距離を越えた顔の見える関係が災害弱者を支える

宇都宮大学教育学部教授 長谷川 万由美さん

  3月11日に東日本をおそった未曾有の大震災。地震と津波の甚大な被害に加え、福島第一原子力発電所の事故による二次被害が震災をさらに深刻なものにしているのが現状です。
  こうした状況の下、私たちに何ができるのでしょうか。
  本連載では、東日本大震災の復興に向けた様々な取り組みやビジョンをレポートすることで、よりよい復興に対する理解と議論を深めていきたいと考えています。

地域福祉が専門で、障がい者団体などの運営に関わりながら、被災地への支援活動を続けている宇都宮大学 教育学部 教授 長谷川 万由美さんに、被災地の状況や障がい者や高齢者などの災害弱者への支援のあり方などについて聞きました。

 

 

町がすべてなくなった状況で受けた大きなショック

被災地に何度か入られているとお聞きしました。その様子からお話し下さい。

長谷川 4月中旬に宇都宮大学として学生を現地に派遣できないかどうかを検討するために、宮城県の石巻市に行き、旧雄勝町や在校生の7割近くが亡くなった大川小学校などにも赴きました。
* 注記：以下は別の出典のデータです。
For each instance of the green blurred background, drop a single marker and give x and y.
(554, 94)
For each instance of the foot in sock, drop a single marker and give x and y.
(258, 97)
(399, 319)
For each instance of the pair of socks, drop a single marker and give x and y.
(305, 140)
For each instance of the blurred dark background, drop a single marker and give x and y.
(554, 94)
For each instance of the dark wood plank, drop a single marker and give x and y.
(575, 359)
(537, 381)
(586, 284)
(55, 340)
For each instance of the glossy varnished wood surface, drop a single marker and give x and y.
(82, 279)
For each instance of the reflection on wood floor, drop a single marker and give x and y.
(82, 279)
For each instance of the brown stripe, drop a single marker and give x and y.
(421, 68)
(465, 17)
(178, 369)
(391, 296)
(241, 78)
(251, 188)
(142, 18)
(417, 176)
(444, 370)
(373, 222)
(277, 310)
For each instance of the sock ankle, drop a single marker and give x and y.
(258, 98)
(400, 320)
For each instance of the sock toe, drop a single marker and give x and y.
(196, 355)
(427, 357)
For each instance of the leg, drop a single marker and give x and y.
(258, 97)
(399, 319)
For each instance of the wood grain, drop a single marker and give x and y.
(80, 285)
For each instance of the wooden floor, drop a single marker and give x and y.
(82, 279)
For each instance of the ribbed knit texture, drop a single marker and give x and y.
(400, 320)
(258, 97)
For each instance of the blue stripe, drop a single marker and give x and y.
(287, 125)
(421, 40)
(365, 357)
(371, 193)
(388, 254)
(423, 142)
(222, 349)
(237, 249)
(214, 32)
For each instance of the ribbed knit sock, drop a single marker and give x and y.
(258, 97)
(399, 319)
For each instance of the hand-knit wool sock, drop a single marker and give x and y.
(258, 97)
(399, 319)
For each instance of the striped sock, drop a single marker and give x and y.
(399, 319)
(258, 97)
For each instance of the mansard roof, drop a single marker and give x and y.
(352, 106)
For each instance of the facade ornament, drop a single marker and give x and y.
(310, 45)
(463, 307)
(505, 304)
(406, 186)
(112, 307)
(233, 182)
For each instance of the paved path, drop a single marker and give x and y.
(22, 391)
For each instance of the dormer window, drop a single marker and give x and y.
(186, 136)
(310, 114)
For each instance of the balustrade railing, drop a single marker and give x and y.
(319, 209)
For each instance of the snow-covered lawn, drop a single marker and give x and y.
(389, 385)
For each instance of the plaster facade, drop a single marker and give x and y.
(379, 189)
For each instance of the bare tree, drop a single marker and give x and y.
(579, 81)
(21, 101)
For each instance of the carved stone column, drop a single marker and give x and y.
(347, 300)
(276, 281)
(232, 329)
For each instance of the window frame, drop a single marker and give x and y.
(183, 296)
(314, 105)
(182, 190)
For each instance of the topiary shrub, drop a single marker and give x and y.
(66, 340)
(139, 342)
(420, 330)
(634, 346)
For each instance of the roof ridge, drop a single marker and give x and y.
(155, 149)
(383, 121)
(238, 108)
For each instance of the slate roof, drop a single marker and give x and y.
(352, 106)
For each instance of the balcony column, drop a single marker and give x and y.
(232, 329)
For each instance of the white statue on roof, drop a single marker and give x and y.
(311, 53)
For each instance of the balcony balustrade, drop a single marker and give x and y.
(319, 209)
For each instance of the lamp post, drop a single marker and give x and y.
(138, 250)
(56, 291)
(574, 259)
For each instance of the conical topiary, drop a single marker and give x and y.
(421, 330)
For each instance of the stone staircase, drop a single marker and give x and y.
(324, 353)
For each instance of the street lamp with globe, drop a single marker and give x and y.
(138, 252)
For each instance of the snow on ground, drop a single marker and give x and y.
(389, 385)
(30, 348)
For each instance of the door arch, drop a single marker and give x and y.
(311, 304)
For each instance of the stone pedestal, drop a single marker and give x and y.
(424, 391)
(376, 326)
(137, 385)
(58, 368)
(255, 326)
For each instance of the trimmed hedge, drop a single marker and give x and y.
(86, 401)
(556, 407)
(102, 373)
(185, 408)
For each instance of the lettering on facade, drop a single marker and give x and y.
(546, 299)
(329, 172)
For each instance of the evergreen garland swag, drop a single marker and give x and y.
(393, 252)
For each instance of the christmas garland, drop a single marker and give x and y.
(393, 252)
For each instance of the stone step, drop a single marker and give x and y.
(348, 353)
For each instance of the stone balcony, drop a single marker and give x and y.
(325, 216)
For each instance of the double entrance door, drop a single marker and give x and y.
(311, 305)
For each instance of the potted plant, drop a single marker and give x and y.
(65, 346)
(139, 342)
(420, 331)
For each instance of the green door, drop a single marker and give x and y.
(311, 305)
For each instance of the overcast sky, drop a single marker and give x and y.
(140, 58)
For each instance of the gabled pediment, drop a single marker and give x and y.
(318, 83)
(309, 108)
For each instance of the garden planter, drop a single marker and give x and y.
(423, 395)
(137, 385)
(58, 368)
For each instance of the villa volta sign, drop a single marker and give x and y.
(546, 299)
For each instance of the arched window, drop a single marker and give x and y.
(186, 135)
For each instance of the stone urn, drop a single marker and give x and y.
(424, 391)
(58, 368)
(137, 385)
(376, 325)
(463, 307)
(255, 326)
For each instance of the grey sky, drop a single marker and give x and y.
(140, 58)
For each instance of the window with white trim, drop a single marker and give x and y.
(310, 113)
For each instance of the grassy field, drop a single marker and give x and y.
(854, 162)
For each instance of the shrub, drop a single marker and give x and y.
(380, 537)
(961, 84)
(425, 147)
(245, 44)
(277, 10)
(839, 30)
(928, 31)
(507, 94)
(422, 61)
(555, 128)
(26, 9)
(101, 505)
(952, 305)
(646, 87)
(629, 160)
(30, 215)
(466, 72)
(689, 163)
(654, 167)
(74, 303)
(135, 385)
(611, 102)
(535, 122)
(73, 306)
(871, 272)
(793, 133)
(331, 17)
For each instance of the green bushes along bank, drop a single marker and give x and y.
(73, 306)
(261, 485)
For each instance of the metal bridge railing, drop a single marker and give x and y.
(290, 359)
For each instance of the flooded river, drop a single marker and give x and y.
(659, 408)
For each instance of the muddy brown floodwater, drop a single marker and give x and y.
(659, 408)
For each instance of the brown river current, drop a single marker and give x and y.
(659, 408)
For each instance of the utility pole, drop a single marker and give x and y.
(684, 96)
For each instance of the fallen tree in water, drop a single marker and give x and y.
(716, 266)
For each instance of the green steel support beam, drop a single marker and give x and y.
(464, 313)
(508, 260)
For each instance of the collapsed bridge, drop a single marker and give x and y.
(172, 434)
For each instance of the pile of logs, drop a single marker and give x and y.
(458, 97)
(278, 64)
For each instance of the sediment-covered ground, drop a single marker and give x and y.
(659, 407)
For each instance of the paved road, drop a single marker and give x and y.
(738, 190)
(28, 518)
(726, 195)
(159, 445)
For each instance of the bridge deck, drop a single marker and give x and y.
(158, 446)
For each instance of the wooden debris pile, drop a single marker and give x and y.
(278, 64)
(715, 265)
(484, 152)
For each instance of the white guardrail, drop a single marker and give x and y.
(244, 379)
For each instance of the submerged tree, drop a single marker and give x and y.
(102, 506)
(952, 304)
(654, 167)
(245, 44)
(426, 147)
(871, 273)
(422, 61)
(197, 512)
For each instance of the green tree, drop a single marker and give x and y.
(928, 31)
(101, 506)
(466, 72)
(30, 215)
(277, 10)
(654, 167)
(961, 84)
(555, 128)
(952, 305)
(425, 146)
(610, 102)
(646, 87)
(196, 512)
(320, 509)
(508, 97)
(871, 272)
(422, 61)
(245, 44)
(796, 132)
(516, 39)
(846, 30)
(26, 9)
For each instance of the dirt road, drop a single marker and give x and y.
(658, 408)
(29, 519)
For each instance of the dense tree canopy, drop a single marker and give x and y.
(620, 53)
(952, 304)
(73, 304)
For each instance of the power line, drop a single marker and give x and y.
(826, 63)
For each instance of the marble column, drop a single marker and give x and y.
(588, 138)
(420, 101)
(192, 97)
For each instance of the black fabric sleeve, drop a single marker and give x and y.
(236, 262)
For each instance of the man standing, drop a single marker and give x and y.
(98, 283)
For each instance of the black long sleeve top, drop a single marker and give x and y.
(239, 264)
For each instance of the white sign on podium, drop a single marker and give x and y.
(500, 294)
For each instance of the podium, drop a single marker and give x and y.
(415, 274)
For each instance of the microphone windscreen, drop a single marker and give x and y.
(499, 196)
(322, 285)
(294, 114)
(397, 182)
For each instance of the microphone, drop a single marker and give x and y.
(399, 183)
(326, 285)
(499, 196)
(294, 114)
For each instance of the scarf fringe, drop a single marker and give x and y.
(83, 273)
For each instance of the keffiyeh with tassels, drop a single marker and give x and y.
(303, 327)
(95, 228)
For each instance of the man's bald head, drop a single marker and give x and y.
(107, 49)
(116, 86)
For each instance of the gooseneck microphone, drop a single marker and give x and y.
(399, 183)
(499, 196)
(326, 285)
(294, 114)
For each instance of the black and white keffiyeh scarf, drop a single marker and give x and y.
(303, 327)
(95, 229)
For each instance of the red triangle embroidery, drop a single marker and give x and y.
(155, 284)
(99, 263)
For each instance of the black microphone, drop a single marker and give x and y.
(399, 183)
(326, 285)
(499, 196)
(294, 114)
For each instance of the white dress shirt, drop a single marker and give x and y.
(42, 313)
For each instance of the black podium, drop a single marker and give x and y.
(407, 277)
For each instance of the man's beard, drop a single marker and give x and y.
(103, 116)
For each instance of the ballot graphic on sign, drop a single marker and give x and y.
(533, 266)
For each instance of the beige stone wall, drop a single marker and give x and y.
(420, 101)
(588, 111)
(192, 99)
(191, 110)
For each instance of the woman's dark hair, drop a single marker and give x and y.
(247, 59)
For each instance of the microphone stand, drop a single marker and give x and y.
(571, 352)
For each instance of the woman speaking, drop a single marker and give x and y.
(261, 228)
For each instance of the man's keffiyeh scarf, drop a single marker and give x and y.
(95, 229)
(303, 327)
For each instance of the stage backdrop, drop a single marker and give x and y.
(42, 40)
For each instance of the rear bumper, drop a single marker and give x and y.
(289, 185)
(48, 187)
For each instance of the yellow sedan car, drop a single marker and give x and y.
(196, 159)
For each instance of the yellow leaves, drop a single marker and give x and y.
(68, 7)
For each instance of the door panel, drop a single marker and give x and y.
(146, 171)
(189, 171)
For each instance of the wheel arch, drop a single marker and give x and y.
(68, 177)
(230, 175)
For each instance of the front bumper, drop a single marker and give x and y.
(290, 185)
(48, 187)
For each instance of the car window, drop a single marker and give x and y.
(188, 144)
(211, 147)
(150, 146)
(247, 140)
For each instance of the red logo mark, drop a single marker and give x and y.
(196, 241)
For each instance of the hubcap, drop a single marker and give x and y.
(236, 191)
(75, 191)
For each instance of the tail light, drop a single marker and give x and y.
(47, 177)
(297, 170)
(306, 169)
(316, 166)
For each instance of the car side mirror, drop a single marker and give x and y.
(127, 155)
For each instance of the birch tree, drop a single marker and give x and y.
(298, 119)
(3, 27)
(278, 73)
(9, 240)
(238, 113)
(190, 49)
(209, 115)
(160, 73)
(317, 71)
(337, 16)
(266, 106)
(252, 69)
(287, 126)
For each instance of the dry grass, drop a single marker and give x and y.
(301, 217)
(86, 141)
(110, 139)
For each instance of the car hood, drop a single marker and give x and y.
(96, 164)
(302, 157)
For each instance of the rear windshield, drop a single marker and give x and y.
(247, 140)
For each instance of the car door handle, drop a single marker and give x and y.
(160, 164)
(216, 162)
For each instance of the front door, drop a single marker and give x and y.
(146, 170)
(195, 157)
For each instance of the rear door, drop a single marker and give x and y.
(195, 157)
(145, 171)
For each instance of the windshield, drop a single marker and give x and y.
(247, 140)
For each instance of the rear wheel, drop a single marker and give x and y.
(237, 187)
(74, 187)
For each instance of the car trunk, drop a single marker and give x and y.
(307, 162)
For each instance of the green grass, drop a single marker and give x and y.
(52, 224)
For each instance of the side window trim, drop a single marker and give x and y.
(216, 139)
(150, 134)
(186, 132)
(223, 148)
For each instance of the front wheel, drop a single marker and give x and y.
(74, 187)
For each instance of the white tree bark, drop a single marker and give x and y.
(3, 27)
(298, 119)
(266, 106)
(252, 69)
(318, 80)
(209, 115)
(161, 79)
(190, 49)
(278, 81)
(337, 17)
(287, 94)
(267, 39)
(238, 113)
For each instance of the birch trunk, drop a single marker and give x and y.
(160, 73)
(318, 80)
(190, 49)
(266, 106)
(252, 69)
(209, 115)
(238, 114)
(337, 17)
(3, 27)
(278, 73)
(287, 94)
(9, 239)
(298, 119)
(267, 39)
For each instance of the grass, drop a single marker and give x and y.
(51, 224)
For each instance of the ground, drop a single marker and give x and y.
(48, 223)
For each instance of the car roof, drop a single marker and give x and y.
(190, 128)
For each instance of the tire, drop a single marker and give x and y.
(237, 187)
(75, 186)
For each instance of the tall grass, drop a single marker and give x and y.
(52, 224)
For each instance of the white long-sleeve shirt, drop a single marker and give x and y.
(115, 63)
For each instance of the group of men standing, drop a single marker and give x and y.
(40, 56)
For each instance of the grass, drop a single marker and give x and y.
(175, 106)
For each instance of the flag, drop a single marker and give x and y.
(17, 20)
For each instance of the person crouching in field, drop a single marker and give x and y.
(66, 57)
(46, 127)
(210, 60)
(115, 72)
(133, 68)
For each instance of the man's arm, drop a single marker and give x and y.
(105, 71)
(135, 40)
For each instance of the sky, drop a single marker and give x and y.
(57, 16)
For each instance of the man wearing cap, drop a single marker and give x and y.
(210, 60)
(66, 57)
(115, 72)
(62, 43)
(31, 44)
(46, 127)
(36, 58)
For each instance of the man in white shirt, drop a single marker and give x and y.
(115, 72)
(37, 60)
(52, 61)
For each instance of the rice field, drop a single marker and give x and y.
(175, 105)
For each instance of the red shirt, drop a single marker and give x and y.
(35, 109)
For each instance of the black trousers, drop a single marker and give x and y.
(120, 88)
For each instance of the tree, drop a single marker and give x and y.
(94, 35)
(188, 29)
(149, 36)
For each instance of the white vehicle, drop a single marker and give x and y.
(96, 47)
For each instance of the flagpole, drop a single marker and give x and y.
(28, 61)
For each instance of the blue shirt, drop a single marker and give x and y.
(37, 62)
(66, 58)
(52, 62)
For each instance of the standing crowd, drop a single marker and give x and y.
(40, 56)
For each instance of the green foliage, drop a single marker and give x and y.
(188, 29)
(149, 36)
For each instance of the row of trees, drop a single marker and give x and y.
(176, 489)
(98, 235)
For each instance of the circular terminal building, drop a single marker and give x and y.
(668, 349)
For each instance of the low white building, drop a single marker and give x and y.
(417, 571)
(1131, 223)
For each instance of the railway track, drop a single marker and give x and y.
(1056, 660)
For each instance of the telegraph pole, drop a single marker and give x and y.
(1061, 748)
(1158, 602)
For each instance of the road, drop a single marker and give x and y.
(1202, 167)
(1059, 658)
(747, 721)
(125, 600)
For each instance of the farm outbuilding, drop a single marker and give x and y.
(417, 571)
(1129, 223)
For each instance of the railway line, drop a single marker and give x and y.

特に雄勝などは町がすべてなくなってしまっていて、それが何ともいいようがないほど、ショックでした。私は地域福祉が専門で、まちづくりは小学校区や中学校区を中心に住民の顔が見えるところで取り組みましょうといってきました。しかし、まちがなくなってしまったのでは、どうしようもありません。「まちづくりとは、一体何なんだ」と叫びたい気持ちでした。学生現地派遣はGWに行い、また7月にも行うことになっています。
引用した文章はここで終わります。